Adding rules becomes easy if you attach them to certain levels of organization. Whoever enters it respects the rule, abandons it on the way out. The individual remains free. He can free himself from any rule in his hermitage, his anti-atomic shelter. And above all, more commonly, in his own head. To get out of it is instantly to enter a social circle. Narrow, it still willingly embraces our identity. The more it grows, the more we are part of a whole. The egocentric sees himself becoming tiny. But the collectivist, who accepts this part in him, is not reduced in any way. On the contrary, it is experienced in extenso in any place in the world. He moves in social circles because his mind moves in the appropriate representations. His identity is not stifled because he prioritizes his inner reality, from intimacy to the public stage. Two essential poles, one for “I am” the other for “I belong to”. Essentialities protecting the ego as well as the social conscience.

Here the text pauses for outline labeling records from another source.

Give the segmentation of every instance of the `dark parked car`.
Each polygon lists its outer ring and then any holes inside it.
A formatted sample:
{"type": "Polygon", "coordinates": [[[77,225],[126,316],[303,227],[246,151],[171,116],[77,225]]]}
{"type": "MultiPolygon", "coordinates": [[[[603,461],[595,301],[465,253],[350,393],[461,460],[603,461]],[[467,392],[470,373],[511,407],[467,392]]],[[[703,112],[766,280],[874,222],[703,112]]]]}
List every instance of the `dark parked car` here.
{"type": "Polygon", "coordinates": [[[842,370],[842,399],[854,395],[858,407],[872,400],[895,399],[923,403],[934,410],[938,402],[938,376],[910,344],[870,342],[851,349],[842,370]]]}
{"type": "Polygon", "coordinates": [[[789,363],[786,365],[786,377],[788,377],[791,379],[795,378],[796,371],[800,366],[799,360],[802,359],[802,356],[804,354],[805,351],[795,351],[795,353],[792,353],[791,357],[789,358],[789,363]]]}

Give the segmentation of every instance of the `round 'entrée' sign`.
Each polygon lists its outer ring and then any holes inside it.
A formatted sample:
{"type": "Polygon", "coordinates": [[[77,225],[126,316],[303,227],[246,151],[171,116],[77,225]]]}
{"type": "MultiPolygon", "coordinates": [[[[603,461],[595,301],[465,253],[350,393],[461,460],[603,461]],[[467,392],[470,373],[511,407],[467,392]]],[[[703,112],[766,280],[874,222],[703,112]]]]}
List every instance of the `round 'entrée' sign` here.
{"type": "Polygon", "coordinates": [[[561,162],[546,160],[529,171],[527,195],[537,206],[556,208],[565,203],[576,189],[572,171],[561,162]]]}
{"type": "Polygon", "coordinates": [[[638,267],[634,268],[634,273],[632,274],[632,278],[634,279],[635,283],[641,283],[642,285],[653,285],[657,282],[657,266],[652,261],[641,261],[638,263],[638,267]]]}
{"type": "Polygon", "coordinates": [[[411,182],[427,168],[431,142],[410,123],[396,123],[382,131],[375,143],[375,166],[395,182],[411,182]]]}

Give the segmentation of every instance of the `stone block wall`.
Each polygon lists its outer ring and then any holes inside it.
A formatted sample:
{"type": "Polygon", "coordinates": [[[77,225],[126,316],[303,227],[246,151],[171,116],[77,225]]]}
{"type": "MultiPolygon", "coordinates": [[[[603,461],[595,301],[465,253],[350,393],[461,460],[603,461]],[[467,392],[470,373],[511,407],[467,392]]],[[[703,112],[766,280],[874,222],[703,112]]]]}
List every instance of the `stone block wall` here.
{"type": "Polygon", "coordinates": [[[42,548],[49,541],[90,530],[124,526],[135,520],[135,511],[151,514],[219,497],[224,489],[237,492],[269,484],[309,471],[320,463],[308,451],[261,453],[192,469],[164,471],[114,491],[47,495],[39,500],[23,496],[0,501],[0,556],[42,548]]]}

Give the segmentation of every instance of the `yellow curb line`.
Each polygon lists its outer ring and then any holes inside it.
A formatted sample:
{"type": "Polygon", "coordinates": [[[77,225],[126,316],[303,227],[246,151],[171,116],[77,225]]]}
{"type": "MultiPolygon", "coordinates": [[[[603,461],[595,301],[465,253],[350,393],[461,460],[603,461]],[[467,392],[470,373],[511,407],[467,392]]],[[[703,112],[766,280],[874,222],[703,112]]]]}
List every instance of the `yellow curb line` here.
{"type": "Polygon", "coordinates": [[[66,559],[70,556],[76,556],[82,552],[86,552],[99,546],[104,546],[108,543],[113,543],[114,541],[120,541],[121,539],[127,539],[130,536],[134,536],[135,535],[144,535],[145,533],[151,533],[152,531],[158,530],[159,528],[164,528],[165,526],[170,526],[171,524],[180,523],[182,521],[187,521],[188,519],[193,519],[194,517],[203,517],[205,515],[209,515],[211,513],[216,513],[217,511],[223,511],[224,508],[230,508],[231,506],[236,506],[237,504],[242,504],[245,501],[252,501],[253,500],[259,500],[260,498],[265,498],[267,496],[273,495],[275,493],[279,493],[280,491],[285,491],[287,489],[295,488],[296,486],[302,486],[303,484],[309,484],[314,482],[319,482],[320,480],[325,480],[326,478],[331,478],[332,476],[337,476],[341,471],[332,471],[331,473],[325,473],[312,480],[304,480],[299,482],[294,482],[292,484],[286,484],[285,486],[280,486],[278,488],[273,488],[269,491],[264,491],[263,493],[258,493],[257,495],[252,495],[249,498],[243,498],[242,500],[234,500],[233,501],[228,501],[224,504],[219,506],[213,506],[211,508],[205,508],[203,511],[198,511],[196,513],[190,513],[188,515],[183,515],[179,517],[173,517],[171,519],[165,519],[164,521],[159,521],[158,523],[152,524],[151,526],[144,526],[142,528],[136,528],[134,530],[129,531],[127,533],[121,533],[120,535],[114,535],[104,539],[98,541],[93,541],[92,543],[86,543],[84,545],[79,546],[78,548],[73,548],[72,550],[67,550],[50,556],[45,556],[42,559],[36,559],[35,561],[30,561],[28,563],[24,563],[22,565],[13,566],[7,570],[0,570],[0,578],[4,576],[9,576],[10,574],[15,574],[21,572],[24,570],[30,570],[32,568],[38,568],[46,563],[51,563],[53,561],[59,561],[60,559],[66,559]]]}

The social re-hierarchy that I have begun to support in other articles can be seen as reactionary. Should we fear a return to the abuses of elitism? Aren’t there other ways? Reforming this hierarchy within our individual minds is the alternative. May our consciousness take us to the right floor. But do we all have that ability? The current surge of wokisms indicates the opposite. Platists, antivax, climatosceptics, supremacists, all these groupisms testify to a confinement of thought. Minds manifestly unable to look at society from many angles, put themselves in the place of others and make an honest synthesis. Radicalization does not build floors but a wall. Separation of the inside and the outside. Clearly, a good part of our congeners, probably the majority, are not ready to re-prioritize the spirit willingly to avoid that decisions are imposed on them.

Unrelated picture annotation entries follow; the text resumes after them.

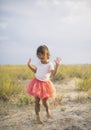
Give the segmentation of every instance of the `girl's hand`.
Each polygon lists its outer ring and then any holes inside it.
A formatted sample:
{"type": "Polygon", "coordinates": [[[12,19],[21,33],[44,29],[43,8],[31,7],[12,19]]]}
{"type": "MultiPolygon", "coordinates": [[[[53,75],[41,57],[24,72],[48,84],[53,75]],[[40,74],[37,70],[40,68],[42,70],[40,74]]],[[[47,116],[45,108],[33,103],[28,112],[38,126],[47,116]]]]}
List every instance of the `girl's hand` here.
{"type": "Polygon", "coordinates": [[[60,62],[61,62],[61,58],[57,57],[56,60],[55,60],[56,65],[59,65],[60,62]]]}

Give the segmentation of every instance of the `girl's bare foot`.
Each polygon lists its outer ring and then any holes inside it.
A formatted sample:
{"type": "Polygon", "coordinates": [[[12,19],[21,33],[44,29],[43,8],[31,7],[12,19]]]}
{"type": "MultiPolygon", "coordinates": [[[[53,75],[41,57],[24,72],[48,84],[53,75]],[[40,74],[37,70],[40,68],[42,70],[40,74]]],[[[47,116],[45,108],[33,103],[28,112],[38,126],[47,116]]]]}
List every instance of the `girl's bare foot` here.
{"type": "Polygon", "coordinates": [[[52,116],[50,114],[47,114],[47,118],[52,119],[52,116]]]}
{"type": "Polygon", "coordinates": [[[39,116],[37,117],[37,123],[38,123],[38,124],[43,124],[43,122],[40,120],[40,117],[39,117],[39,116]]]}

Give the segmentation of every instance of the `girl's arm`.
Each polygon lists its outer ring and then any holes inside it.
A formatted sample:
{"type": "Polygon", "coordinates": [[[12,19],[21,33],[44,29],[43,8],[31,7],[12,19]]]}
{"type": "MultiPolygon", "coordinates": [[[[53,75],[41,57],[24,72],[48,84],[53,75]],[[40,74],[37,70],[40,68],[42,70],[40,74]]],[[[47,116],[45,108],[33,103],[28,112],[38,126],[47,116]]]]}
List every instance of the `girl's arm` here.
{"type": "Polygon", "coordinates": [[[60,65],[60,61],[61,61],[61,59],[59,57],[57,57],[56,60],[55,60],[55,63],[56,63],[55,68],[54,68],[54,70],[51,71],[51,74],[53,76],[55,76],[57,71],[58,71],[58,68],[59,68],[59,65],[60,65]]]}
{"type": "Polygon", "coordinates": [[[27,65],[34,73],[36,73],[37,68],[34,65],[32,65],[31,59],[29,59],[27,65]]]}

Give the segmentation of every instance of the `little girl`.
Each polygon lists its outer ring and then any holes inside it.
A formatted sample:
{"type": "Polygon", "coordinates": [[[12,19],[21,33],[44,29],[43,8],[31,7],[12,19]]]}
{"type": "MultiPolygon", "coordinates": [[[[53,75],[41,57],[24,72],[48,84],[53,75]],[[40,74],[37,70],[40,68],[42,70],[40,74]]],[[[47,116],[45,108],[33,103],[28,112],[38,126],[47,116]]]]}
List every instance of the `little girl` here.
{"type": "Polygon", "coordinates": [[[32,65],[31,59],[28,61],[28,67],[35,73],[33,78],[27,85],[27,93],[35,97],[35,113],[38,123],[42,123],[40,119],[40,100],[46,108],[47,117],[51,117],[49,110],[48,98],[56,96],[56,90],[50,81],[50,76],[57,73],[60,58],[56,58],[55,67],[52,62],[49,61],[50,52],[47,46],[42,45],[37,48],[36,52],[39,62],[36,66],[32,65]]]}

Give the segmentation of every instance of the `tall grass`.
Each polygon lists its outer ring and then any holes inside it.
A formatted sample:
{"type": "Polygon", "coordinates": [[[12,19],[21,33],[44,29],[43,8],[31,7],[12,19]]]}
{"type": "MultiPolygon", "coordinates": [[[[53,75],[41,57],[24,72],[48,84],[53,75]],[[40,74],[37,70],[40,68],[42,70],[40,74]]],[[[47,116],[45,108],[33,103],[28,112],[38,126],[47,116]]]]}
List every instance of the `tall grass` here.
{"type": "Polygon", "coordinates": [[[33,76],[27,66],[0,66],[0,99],[7,101],[19,97],[24,92],[22,81],[33,76]]]}
{"type": "MultiPolygon", "coordinates": [[[[32,102],[25,94],[24,81],[33,77],[34,73],[26,65],[0,65],[0,100],[11,101],[12,97],[16,97],[19,105],[32,102]]],[[[77,86],[80,90],[91,90],[91,65],[61,65],[52,80],[67,78],[79,78],[77,86]]]]}

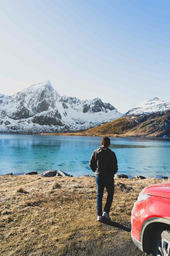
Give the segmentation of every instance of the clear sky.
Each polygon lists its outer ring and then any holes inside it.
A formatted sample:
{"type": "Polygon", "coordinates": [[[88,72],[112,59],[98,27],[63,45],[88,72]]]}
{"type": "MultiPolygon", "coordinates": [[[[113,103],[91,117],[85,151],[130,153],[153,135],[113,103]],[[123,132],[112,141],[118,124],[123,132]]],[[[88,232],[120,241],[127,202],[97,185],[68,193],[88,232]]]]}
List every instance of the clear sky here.
{"type": "Polygon", "coordinates": [[[50,80],[124,113],[170,100],[170,1],[0,0],[0,93],[50,80]]]}

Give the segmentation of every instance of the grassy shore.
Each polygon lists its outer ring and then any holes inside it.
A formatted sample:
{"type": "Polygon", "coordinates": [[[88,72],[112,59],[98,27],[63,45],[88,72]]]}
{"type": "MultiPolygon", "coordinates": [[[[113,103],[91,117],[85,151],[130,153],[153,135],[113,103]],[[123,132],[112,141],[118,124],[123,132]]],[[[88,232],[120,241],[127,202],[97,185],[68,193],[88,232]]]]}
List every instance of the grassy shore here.
{"type": "MultiPolygon", "coordinates": [[[[103,136],[109,136],[109,137],[126,137],[123,134],[97,134],[95,133],[90,133],[86,132],[71,132],[71,133],[39,133],[40,135],[52,135],[54,136],[93,136],[103,137],[103,136]]],[[[134,136],[133,136],[134,137],[134,136]]],[[[126,137],[129,137],[126,136],[126,137]]]]}
{"type": "Polygon", "coordinates": [[[162,182],[116,180],[112,221],[101,223],[94,177],[1,176],[0,255],[143,255],[131,239],[131,211],[144,187],[162,182]]]}

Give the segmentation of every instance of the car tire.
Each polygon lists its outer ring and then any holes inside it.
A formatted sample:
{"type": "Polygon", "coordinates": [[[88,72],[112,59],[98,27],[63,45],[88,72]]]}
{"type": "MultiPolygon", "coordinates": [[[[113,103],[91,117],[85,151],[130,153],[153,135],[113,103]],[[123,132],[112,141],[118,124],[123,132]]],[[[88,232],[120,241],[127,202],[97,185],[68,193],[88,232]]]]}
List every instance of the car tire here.
{"type": "Polygon", "coordinates": [[[154,239],[153,256],[170,256],[170,231],[159,230],[154,239]]]}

To their credit, the task seems easier for the wealthy than the disadvantaged. The former have many levers on their lives. They integrate, without risking neurosis, that others have little. The disadvantaged, on the other hand, must assimilate that others have everything, with rare levers to change the situation. What is the point of re-prioritizing one’s mind on such an unequal model? The disadvantaged develop more energy by being blind to pitfalls.

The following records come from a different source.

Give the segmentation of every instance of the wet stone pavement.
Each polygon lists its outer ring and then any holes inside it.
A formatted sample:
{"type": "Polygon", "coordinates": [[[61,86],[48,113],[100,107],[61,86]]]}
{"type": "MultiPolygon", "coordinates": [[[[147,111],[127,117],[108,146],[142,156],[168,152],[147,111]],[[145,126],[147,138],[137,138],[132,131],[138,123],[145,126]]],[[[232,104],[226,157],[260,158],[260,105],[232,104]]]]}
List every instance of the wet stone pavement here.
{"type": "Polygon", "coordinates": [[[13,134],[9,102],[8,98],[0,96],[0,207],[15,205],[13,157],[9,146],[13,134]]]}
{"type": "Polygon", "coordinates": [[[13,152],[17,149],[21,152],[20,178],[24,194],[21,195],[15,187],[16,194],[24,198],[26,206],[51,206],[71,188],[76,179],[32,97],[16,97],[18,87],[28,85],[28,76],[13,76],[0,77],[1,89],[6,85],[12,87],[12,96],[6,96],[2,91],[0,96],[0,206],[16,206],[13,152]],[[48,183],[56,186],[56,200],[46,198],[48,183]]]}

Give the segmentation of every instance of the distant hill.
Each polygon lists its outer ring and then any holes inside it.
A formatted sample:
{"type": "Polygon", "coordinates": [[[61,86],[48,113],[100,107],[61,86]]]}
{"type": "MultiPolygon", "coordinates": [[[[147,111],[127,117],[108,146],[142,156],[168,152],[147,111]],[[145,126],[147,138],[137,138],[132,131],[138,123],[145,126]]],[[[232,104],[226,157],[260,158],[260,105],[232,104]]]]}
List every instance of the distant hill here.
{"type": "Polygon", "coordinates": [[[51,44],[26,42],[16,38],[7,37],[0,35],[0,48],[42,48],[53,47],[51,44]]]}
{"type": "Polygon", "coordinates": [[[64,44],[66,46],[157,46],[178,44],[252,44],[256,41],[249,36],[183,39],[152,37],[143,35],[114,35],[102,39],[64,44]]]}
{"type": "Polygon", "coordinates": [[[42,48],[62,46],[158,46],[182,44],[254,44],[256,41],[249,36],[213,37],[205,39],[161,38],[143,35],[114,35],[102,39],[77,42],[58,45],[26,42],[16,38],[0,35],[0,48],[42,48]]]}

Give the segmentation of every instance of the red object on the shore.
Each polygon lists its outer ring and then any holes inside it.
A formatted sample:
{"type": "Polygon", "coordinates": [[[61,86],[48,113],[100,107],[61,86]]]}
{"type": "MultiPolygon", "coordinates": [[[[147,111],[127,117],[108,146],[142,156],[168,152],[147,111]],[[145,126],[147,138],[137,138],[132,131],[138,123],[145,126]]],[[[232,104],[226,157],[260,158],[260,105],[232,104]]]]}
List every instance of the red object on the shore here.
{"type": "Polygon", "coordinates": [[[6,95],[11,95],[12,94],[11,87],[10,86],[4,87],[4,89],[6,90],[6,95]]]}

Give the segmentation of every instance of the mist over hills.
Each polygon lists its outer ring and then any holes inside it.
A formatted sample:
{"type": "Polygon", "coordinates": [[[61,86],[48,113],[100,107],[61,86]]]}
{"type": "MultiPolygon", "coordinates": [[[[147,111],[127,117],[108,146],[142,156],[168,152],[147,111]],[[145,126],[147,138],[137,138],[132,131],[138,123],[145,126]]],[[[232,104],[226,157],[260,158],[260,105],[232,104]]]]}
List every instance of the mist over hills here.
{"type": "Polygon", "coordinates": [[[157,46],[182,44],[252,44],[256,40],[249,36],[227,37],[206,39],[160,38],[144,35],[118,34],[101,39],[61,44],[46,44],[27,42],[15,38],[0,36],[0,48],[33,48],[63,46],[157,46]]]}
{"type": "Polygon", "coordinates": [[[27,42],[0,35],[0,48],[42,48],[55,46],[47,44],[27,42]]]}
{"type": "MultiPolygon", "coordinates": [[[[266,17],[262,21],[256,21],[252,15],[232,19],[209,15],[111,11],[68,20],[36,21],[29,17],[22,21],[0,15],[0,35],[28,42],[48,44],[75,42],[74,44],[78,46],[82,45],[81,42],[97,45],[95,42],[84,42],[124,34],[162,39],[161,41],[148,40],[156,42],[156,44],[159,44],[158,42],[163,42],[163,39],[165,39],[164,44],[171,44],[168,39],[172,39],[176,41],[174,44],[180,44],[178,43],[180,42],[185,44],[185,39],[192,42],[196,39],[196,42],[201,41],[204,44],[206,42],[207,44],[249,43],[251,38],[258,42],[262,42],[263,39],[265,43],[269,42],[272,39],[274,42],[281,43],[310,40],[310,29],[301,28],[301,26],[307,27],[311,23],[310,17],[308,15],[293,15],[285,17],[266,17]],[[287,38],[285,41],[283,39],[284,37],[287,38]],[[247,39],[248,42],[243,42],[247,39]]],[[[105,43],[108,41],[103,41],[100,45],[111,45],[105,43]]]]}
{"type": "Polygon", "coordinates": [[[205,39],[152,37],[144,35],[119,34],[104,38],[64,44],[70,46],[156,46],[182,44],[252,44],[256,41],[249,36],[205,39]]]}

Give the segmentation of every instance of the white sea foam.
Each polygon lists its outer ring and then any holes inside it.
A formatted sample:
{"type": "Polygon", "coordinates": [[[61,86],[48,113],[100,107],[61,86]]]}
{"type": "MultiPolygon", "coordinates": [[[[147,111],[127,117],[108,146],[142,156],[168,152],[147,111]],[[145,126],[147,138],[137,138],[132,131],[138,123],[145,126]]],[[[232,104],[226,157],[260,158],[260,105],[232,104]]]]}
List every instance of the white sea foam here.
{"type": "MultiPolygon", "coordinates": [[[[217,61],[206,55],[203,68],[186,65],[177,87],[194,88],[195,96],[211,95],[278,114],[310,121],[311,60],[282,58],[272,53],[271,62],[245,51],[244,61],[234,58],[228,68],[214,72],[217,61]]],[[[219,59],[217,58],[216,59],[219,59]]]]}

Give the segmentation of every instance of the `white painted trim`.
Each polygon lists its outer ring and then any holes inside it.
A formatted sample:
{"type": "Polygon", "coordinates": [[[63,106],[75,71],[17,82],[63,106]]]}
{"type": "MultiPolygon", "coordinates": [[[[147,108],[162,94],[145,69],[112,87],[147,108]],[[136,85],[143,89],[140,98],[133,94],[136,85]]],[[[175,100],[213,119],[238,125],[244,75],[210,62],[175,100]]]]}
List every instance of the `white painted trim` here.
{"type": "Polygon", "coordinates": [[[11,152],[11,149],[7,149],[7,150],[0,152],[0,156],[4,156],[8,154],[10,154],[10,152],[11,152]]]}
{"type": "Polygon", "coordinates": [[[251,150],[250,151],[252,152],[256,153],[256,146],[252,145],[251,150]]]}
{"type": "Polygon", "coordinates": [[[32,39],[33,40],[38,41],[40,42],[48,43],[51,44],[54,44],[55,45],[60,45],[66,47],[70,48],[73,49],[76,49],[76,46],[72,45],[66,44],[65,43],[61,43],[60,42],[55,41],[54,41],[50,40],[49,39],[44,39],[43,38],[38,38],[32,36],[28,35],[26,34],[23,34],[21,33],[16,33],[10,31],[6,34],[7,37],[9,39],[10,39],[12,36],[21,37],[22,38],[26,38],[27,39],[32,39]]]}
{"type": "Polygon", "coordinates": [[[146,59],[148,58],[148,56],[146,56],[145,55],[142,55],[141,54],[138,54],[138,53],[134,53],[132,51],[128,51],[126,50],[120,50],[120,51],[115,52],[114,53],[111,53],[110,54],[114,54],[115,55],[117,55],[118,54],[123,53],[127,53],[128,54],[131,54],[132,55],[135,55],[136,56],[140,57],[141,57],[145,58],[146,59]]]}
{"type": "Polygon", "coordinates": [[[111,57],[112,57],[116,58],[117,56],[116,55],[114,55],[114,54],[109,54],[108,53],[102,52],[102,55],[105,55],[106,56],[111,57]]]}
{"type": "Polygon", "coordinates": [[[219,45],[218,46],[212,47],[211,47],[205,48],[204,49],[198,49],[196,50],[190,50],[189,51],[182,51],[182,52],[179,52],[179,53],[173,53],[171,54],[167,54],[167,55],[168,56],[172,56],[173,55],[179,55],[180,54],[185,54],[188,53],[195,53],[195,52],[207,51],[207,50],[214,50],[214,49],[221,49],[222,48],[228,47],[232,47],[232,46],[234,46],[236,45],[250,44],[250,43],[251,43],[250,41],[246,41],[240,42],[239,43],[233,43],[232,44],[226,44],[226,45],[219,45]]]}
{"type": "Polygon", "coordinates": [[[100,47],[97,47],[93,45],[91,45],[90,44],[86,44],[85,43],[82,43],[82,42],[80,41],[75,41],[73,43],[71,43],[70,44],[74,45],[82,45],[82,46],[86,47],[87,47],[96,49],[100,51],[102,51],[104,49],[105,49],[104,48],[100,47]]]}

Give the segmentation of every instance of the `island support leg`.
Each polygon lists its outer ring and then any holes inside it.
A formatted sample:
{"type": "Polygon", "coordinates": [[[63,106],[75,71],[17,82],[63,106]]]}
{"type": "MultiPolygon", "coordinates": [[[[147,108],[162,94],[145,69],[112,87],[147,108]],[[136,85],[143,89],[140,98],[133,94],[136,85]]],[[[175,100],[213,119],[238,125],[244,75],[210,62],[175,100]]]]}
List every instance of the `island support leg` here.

We must therefore correct the pitfalls that plague the social hierarchy. They are known: sclerosis, inadequate pitfalls, selection on birth criteria when the desired qualities are acquired. The superior social permeability in the USA vs France makes tolerate a large social gap also higher. No height limit to the social hierarchy as long as there are no barriers to it and the mobility rules are clear.

Collectively correct the social hierarchy so that it can settle in people’s minds. Individually install his mental hierarchy to better integrate into society. It is in this ballet that we transfer our universe of desires into reality.

All cultures take place there without interfering.